Storytelling : Une machine à fabriquer des histoires

Le monde diplomatique (déc. 20007) , Bruno Salmon.

« A good story. » Voilà, selon les stratèges du Parti démocrate, ce qui aurait manqué à M. John Kerry pour remporter l’élection présidentielle aux Etats-Unis en 2004 (1). M. James Carville, l’un des artisans de la victoire de M. William Clinton en 1992, déclara à ce propos : « Je pense que nous pourrions élire n’importe quel acteur de Hollywood à condition qu’il ait une histoire à raconter ; une histoire qui dise aux gens ce que le pays est et comment il le voit. »

« Un récit, c’est la clé de tout », confirme M. Stanley Greenberg, spécialiste des sondages. Quelques jours plus tard, à l’émission « Meet the press », M. Carville a été plus explicite encore : « Les républicains disent : “Nous allons vous protéger des terroristes de Téhéran et des homosexuels de Hollywood.” Nous, nous disons : “Nous sommes pour l’air pur, de meilleures écoles, plus de soins de santé.” Ils racontent une histoire, nous récitons une litanie. »

Selon Evan Cornog, professeur de journalisme à l’université Columbia, « la clé du leadership américain est, dans une grande mesure, le storytelling ». Une tendance apparue dans les années 1980, sous la présidence de Ronald Reagan, lorsque les stories en vinrent à se substituer aux arguments raisonnés et aux statistiques dans les discours officiels. En janvier 1985, le président des Etats-Unis prononce devant les deux chambres du Congrès son discours sur l’état de l’Union. « Deux siècles d’histoire de l’Amérique devraient nous avoir appris que rien n’est impossible. Il y a dix ans, une jeune fille a quitté le Vietnam avec sa famille. Ils sont venus aux Etats-Unis sans bagages et sans parler un mot d’anglais. La jeune fille a travaillé dur et a terminé ses études secondaires parmi les premières de sa classe. En mai de cette année, cela fera dix ans qu’elle a quitté le Vietnam, et elle sortira diplômée de l’académie militaire américaine de West Point. Je me suis dit que vous aimeriez rencontrer une héroïne américaine nommée Jean Nguyen. » L’héroïne américaine se lève pour être ovationnée par l’ensemble des corps constitués. Reagan enchaîne alors sur une autre histoire, tout aussi édifiante, avant de dévoiler la morale des deux récits : « Vos vies nous rappellent qu’une de nos plus anciennes expressions reste toujours aussi nouvelle : tout est possible en Amérique si nous avons la foi, la volonté et le cœur. L’histoire nous demande à nouveau d’être une force au service du bien sur cette planète (2). » Parfois, les fictions du président se substituèrent à la réalité. L’ancien acteur de Hollywood croyait au « pouvoir des histoires » sur les esprits. Il lui arrivait d’ailleurs d’évoquer un épisode tiré d’un vieux film de guerre comme s’il appartenait à l’histoire réelle des Etats-Unis (3).

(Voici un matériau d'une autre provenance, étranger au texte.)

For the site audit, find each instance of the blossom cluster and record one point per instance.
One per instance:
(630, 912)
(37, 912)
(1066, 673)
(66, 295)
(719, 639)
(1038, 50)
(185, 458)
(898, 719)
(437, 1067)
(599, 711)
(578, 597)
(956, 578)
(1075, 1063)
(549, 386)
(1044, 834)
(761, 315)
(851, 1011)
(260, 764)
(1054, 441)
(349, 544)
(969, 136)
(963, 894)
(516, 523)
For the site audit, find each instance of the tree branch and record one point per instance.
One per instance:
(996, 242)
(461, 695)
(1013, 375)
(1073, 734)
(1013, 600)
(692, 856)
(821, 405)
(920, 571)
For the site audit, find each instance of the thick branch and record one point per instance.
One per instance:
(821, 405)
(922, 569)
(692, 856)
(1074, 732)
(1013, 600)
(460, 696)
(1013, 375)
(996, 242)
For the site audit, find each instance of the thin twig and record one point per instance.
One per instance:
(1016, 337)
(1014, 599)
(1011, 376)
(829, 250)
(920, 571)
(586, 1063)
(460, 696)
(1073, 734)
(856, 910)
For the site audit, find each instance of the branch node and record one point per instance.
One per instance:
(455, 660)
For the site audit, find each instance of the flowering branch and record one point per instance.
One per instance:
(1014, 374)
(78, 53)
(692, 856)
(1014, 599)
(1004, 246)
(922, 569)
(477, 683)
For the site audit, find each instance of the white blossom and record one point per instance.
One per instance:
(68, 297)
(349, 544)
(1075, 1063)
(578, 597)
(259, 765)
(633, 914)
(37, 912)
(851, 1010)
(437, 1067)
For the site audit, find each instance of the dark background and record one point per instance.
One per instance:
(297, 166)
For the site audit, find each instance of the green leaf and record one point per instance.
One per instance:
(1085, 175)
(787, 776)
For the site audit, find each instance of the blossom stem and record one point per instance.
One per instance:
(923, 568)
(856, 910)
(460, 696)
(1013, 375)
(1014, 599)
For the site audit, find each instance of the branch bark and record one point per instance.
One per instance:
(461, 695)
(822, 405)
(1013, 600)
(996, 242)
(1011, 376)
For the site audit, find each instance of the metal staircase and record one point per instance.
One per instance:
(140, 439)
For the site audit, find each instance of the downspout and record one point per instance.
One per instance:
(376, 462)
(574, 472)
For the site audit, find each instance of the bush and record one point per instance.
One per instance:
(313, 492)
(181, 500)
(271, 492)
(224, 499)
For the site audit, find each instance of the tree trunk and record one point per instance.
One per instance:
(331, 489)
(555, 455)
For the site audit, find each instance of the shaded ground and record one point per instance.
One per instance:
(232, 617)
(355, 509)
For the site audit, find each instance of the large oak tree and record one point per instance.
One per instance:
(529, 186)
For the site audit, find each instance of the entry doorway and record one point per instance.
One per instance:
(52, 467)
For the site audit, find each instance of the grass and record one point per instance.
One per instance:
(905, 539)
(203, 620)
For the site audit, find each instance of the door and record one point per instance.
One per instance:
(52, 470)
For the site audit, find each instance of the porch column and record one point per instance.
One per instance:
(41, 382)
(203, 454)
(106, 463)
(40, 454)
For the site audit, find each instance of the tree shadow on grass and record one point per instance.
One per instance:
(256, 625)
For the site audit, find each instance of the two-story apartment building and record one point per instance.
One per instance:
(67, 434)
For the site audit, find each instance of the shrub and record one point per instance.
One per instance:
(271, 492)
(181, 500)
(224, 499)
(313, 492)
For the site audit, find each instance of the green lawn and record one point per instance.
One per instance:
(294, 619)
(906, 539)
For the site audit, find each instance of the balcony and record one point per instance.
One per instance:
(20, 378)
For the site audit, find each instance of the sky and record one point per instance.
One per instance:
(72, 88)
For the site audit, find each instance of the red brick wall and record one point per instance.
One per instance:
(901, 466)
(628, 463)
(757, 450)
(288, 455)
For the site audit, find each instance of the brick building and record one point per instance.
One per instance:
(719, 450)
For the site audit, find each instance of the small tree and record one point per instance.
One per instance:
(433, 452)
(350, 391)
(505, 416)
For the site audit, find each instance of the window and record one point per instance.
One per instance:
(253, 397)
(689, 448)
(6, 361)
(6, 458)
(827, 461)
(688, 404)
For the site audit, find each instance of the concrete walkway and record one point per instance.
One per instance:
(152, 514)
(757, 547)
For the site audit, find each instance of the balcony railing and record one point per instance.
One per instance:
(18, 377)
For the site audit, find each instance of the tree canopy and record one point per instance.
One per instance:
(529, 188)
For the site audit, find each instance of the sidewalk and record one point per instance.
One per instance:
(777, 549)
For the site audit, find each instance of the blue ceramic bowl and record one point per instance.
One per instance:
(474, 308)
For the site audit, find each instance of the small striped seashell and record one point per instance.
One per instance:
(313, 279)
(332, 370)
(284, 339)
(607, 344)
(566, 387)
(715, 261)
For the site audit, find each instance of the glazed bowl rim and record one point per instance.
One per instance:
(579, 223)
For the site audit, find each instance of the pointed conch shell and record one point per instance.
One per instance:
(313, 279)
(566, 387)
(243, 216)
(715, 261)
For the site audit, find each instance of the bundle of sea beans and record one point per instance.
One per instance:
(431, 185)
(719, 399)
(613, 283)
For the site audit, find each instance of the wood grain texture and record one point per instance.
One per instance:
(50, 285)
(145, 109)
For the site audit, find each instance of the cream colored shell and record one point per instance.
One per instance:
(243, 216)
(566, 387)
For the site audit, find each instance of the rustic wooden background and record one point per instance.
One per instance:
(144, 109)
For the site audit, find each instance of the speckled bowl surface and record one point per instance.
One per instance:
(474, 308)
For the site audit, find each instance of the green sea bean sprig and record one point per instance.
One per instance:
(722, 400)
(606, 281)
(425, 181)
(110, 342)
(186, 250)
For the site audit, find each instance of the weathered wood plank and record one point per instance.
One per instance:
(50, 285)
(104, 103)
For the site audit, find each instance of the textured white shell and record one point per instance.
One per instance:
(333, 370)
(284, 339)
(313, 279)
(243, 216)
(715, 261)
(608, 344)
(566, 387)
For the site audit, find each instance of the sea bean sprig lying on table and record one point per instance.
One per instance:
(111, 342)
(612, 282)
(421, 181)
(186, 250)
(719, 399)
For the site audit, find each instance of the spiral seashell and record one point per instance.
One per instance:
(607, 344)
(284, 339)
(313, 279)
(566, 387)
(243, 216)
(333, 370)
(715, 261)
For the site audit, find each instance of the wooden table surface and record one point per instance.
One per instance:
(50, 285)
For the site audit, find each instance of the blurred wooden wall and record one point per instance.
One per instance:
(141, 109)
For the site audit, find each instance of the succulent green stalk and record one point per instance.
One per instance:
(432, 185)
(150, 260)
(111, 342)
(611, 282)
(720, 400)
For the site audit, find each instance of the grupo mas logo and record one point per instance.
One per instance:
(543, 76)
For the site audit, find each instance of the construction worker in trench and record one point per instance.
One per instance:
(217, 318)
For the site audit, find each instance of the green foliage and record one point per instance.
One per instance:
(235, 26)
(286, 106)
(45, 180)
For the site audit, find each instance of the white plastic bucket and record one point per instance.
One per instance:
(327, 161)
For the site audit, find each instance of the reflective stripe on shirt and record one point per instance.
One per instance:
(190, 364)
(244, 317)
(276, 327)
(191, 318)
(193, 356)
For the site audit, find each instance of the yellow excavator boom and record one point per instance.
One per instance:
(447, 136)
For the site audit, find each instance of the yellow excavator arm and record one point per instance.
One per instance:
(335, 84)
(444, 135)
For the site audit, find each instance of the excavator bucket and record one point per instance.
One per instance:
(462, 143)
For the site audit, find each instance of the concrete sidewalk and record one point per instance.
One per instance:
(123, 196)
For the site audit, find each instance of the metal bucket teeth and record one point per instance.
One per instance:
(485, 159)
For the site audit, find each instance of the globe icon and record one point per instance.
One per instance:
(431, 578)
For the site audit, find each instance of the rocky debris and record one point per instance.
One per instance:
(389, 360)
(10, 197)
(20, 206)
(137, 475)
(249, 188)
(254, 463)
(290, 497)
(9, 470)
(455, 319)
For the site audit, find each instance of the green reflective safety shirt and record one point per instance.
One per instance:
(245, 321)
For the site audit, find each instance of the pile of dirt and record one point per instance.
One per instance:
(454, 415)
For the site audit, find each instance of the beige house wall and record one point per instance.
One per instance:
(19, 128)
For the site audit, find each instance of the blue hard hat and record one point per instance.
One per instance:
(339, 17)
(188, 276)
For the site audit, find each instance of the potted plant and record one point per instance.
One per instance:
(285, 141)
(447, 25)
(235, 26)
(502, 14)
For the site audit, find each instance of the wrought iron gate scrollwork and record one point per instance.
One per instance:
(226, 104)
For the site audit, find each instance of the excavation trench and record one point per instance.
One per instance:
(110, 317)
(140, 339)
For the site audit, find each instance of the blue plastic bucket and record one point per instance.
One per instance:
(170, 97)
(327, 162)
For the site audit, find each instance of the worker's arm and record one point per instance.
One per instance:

Mais c’est sous la présidence de M. Clinton que le storytelling politique est entré à la Maison Blanche, avec sa cohorte de consultants, de scénaristes hollywoodiens et de publicitaires. « Mon oncle Buddy m’a enseigné que chacun d’entre nous a une histoire », affirme M. Clinton, dès les premières pages de ses Mémoires (4). Avant de les terminer par ces mots : « Ai-je écrit un grand livre ? Qui sait ? Je suis certain en tout cas qu’il s’agit d’une bonne histoire. » Avec M. Clinton, le storytelling a cessé d’être simplement une manière spontanée de communiquer. « La politique, théorise-t-il, doit d’abord viser à donner aux gens la possibilité d’améliorer leur histoire. »

Quelques semaines après l’élection de 2004, l’éditorialiste conservateur William Safire s’est moqué des explications données par les spin doctors (conseillers en communication) démocrates en les qualifiant de politerati (littéralement, politiciens littéraires) et de « narratologues » dans un article dont le titre résume bien le propos : « The new story of “story”, and make sure it’s coherent » (5). Si le résultat avait été inversé, faisait-il valoir, il se serait trouvé de nombreux consultants pour se féliciter que la campagne de M. Kerry ait su construire « un récit cohérent ». Le « récit » démocrate postélectoral, raillait Safire, se limitait à constater le manque de « récit cohérent » de M. Kerry.